Alors que la force de frappe de La loi de Téhéran est encore dans toutes les mémoires, l’ouverture du nouveau film de Saeed Roustaee se nourrit de cette même intensité pour poursuivre sa radiographie de la société iranienne. Cette séquence alternée de présentation des personnages sur fond d’émeutes au sein d’une fonderie qui ne paie plus ses ouvriers reprend d’emblée contact avec cette danse constante au bord du gouffre et la fiévreuse agitation de la population pour garder la tête hors de l’eau.
La suite du récit déplace cependant les enjeux par rapport au vigoureux polar précédent : comme son titre l’indique, ce film prend pour cadre restreint une famille, au sein d’une maison dont l’exiguïté exprime au quotidien le déclassement. La fratrie est au chômage, et seule Leila subvient au besoin de la communauté, dans un renversement évidemment iconoclaste du patriarcat apparent. Frères oisifs, père égoïstement attaché aux traditions, enlisement progressif des conditions d’existence : **Roustaee **va scruter, derrière les façades décaties, la réalité d’une classe sociale qui appartenant autrefois à la classe moyenne, mais à laquelle on a retiré toute chance de s’en sortir.
Le réalisateur ne renonce pas pour autant à l’ampleur visuelle et rythmique qu’il avait dévoilée lors de son précédent essai. Sa distribution resserrée prend très vite l’ampleur d’une fresque, tant l’écriture parvient à connecter chaque membre de la famille à un élément saillant du monde contemporain : dettes, arnaques, relations familiales, rapport à l’autorité paternelle ou culture religieuse, tout l’écheveau d’une société ankylosée dans sa décadence entraîne avec maestria les protagonistes. L’intelligence de sa mise en scène permet en outre d’approfondir la grandeur de certaines séquences par une réflexion amère sur le règne des apparences. Dans cette société rivée aux traditions, le pivot central qu’est la fête du mariage cristallise tous les paradoxes : la magnificence du banquet est un écran de fumée derrière lequel se jouent les tractations les plus sordides sur les dons faits par les convives pour des titres honorifiques qui les mettront sur la paille. La danse, le luxe et le buffet agiteront un instant la foule : mais, dans les coursives, un autre drame se noue pour ceux qui ont la capacité de discerner les enjeux du lendemain.

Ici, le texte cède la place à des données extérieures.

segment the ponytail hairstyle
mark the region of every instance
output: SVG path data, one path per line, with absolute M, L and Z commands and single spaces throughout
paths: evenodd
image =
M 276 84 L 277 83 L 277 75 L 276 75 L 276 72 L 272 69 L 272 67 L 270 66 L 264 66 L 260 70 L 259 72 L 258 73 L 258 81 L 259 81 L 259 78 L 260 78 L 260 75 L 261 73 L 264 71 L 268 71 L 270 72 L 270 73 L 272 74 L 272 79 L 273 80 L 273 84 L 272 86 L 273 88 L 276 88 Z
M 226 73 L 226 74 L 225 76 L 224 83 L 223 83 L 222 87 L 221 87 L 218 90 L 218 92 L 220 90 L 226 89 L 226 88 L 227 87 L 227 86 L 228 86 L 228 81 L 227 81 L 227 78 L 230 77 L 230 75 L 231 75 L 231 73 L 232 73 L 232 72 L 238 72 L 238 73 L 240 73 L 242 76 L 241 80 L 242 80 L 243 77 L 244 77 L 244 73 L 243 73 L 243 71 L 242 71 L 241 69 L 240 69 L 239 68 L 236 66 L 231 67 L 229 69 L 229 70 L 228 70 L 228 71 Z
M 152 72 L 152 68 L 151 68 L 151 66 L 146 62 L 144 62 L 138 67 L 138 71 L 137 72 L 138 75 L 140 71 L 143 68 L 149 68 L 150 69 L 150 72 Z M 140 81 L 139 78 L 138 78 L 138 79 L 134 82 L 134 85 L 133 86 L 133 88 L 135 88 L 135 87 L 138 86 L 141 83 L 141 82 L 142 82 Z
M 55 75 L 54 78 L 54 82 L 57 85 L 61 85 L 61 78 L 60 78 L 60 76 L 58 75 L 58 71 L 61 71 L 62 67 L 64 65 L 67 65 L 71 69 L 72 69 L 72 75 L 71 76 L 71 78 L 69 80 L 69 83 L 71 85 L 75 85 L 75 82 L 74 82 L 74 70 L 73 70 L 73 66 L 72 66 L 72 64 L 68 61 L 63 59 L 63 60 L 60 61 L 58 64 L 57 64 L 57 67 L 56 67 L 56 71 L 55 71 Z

Cette capacité à sans cesse naviguer d’un personnage à l’autre, à jouer avec la variation des espaces, à sonder les drames des individus tout en les connectant à des dynamiques plus générales est l’une des grandes forces du film. D’autant que la course contre la faillite se fait à l’échelle internationale, le sort de l’Iran dépendant des décisions américaines, et notamment du coup de sang par lequel Trump, en 2016, quitte la table des négociations. Sur près de trois heures, Roustaee donne à chacun l’opportunité d’exister, peut s’enorgueillir de convoquer des modèles aussi prestigieux que le Parrain tout en donnant une leçon d’écriture à son compatriote Farhadi, lequel toujours davantage dans l’accumulation d’impasses tragiques. Autour de Leila, dont la sidérante volonté d’action met en péril les fondements mêmes de l’unité familiale, la vie déborde : de longs blocs séquentiels orchestrent des dialogues chaotiques où les mobiles, les variables et les enferment de chacun se dévoilent. Mais Roustaee parvient à éviter la raideur d’une étude sociologique en insufflant à son groupe le trait propre à la famille : celui de la complicité, de la capacité à rire et, surtout, à ne pas s’enfermer dans des schémas : aux conflits les plus violents peuvent succéder, comme le réel l’exige, une cohabitation plus mesurée. Cette capacité à saisir les fluctuations et l’humanité de la collectivité supposent un talent rare, qui rappelle avec étonnement le maître en la matière que fut Claude Sautet. Autant de prestigieuses références qui permettent de renouer avec un authentique et grand cinéma.